The air in Elizabeta's apartment was thick with gunpowder, cocaine, and the metallic tang of blood. The bodies of Manny and his cameraman were gone—dragged out by Niko.

Liz slumped onto the couch, her hands shaking as she poured herself a shot of tequila. She downed it in one go, then leaned forward, snorting a line of coke off the glass coffee table. Her movements were sharp, desperate.

Arthur watched from the armchair, his jaw tight. He grabbed the half-empty bottle of whiskey from the table and took a long pull, the burn doing little to dull the weight in his chest.

"Arthur," Liz said suddenly, her voice rough. "You know I love you, right? Like a brother."

He exhaled through his nose. "I know."

She laughed, but there was no humor in it. "You were always too good for this shit."

Arthur set the bottle down with a thud. "Liz. Your empire's crumbling. You need to run."

She shook her head, wiping her nose with the back of her hand. "I can't."

"You can," he growled, standing. He crouched in front of her, forcing her to meet his eyes. "You got me a home. A job. Hell, even friends. Now let me help you for once."

She stared at him, her dark eyes bloodshot but sharp. "And what? Just disappear? After everything I built?"

"It's already gone," Arthur said bluntly. "The cops are closing in. The dealers are turning. You got enough money stashed—take a boat, go to Jamaica, the Bahamas, somewhere. Start over."

For a moment, he thought he saw something flicker in her gaze—relief, maybe. The ghost of the woman she'd been before the drugs and the paranoia ate her alive.

Then she snorted another line, her shoulders squaring. "No. This is my life. I don't get a happy ending."

Arthur clenched his fists. "Liz—"

"Go, Arthur," she said softly, patting his shoulder. "You're free."

He stood there for a long moment, searching her face for any sign she'd change her mind. There wasn't one.

So he sighed, grabbed his hat, and turned toward the door.

"Goodbye, Liz."

He didn't look back.

——————

Arthur sat in the quiet of his apartment, the newspaper spread across his coffee table.
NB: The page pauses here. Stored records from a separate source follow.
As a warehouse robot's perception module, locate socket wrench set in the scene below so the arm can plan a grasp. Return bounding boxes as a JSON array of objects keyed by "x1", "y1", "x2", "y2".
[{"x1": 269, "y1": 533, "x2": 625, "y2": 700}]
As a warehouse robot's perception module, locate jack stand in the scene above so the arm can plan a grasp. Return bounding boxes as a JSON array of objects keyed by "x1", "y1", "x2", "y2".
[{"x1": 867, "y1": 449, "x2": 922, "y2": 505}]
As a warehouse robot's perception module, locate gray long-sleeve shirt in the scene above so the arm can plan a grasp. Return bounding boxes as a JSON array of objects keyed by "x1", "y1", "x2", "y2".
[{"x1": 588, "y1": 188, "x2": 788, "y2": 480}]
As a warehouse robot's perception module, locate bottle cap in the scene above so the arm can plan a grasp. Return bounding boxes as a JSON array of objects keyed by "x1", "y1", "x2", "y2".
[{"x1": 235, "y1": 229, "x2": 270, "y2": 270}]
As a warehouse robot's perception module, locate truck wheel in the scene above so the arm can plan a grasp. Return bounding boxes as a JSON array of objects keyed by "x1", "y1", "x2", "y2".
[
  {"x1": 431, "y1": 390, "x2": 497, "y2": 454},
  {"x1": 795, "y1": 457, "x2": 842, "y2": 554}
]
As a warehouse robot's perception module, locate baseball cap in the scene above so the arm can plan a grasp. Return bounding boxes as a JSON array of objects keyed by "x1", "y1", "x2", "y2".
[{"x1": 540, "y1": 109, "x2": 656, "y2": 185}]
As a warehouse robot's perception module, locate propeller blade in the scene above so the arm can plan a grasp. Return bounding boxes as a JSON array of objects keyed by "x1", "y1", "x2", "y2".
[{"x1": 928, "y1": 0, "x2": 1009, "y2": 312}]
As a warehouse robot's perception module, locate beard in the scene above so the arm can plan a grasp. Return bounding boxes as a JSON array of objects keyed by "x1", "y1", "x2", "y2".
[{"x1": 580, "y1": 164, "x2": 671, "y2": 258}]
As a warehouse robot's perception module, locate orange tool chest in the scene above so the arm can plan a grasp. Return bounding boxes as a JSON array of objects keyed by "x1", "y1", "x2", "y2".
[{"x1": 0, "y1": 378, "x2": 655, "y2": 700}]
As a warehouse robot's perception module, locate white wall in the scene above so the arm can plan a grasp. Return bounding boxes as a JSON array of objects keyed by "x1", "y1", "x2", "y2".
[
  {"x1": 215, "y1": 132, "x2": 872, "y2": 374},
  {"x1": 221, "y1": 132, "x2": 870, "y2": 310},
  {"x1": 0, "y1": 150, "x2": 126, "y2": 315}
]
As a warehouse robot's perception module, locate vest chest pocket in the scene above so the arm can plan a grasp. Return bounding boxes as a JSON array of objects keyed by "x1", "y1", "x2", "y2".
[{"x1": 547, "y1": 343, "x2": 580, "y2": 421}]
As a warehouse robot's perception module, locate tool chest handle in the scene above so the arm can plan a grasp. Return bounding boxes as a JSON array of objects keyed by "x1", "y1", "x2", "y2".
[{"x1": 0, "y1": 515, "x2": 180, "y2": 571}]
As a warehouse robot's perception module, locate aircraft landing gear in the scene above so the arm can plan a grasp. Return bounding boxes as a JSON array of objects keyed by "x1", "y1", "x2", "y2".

The headline stared back at him in bold print:

"Bohan Drug Queenpin Elizabeta Torres Arrested in Major Sting Operation."

His jaw clenched as he read the details—how she and Marta had been caught in a raid, how the cops had been building their case for months. He exhaled slowly, setting the paper down.

For a moment, he just sat there, listening to the hum of the city outside, and let himself remember.

Not the shootouts, not the drug deals—but the other moments. The ones that felt almost normal.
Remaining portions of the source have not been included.